Segundo relatos, os jagunços estariam agindo à mando do diretor da Capia, Jovane de Souza Moreira. Acusado pelo vereador Camilo de Lelis Fernandes (PCdoB), de Campo do Meio (MG), de tê-lo ameaçado de morte com uma arma de fogo, Jovane é o principal interessado na remoção das famílias da Fazenda Ariadnópolis.
No auto de inspeção judicial de 6 de novembro, ao qual a reportagem do De Olho nos Ruralistas teve acesso, é mencionado um depoimento de Jovane onde afirma que, no dia anterior, ele teve acesso à fazenda e encontrou apenas oito famílias vivendo no local, contrariando a versão do MST de que o assentamento é ocupado por centenas de famílias. No mesmo documento, um sargento da Polícia Militar de Minas Gerais, ex-funcionário da antiga usina, relata conhecer bem a região. Segundo ele, pelo menos 200 pessoas vivem na área da Fazenda Ariadnópolis.

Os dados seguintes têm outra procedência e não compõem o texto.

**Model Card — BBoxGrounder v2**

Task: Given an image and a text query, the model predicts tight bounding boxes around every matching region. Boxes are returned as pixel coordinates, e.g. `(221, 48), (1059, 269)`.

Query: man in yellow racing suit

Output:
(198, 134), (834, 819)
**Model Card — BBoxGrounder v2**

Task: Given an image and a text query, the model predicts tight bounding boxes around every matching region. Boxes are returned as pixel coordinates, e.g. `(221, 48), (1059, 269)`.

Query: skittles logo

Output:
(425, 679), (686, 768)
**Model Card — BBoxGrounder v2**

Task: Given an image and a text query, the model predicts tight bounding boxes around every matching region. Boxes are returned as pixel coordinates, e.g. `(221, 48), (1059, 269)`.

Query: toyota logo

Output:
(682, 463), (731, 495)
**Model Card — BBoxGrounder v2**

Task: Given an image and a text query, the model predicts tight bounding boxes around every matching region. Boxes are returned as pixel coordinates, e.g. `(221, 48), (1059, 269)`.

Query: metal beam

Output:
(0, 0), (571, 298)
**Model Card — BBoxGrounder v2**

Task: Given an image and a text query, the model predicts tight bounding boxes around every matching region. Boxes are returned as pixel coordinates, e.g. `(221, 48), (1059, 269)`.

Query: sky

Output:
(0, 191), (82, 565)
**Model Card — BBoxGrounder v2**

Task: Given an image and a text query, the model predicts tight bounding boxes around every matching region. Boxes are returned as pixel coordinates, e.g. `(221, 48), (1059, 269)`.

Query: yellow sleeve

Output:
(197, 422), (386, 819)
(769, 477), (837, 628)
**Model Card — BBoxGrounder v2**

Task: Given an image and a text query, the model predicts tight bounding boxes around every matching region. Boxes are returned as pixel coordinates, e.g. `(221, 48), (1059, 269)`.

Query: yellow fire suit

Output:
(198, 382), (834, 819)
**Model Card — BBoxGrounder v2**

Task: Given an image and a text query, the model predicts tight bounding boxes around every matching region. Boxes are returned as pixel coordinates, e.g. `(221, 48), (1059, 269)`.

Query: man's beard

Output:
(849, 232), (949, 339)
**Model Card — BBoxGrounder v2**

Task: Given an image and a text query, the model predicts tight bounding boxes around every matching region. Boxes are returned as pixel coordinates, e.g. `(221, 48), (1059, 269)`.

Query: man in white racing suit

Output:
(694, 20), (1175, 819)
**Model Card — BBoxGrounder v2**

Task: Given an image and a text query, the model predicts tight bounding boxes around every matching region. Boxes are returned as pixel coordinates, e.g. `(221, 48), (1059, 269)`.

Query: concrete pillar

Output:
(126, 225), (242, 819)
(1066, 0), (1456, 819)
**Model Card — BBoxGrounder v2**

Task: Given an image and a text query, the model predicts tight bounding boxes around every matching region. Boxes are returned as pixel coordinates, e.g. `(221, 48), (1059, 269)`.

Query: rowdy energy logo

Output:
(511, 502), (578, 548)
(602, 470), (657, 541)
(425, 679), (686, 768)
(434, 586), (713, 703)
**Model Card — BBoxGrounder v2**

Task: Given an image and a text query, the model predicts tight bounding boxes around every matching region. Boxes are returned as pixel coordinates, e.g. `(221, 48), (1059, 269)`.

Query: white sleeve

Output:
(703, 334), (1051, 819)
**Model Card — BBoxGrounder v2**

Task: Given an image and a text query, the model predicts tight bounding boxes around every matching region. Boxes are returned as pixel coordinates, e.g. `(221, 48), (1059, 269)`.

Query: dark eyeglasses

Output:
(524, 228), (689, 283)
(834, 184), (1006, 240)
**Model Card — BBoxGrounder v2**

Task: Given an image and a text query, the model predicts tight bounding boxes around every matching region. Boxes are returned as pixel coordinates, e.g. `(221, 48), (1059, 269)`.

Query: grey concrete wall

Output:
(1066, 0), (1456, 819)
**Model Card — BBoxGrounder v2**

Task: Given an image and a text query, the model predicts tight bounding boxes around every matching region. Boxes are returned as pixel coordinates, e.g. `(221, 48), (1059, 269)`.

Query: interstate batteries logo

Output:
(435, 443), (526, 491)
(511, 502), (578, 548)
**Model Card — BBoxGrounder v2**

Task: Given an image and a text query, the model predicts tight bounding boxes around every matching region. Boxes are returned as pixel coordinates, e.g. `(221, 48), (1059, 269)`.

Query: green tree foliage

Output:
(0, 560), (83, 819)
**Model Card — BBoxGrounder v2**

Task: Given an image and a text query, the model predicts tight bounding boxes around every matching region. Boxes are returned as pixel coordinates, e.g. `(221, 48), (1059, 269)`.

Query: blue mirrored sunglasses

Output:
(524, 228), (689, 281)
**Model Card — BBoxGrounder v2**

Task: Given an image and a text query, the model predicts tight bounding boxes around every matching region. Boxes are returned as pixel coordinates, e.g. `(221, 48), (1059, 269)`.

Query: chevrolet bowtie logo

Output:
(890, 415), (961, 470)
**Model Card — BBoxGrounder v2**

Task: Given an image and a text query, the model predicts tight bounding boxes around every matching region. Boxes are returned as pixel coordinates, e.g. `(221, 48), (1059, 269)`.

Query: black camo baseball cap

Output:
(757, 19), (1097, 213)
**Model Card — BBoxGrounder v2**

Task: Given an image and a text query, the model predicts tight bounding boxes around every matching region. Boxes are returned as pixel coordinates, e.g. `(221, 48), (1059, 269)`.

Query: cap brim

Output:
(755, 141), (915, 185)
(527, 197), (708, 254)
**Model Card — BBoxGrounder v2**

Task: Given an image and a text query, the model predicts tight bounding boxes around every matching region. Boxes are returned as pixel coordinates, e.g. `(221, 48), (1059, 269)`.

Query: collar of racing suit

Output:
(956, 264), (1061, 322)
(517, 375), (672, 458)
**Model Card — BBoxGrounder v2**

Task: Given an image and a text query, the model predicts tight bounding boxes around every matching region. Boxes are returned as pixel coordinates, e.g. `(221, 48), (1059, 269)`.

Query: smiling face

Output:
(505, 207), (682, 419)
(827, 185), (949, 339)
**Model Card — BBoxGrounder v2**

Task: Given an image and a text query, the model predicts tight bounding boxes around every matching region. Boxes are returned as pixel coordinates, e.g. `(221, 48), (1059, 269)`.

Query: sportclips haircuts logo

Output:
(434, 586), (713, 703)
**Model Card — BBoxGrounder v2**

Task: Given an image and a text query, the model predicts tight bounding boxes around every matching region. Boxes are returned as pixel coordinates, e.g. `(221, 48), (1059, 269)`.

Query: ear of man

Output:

Em outra parte do auto de inspeção, Jovane confirma o acordo com João Faria: “Uma boa parte da área já está pronta para plantio, em razão do contrato de parceria comercial celebrado com a Jodil Agropecuária e Participações Ltda”. No entanto, a decisão sobre o acordo, em tese, deveria pertencer ao síndico da massa falida da Capia, o advogado Samuel Magid Barouche, que não se pronunciou sobre o arrendamento.
De Olho nos Ruralistas procurou a assessoria da Jodil Agropecuária que, até o momento do fechamento da reportagem, não encaminhou resposta sobre o despejo. O diretor da Companhia Agropecuária Irmãos Azevedo, Jovane de Souza Moreira, não foi localizado para dar entrevista.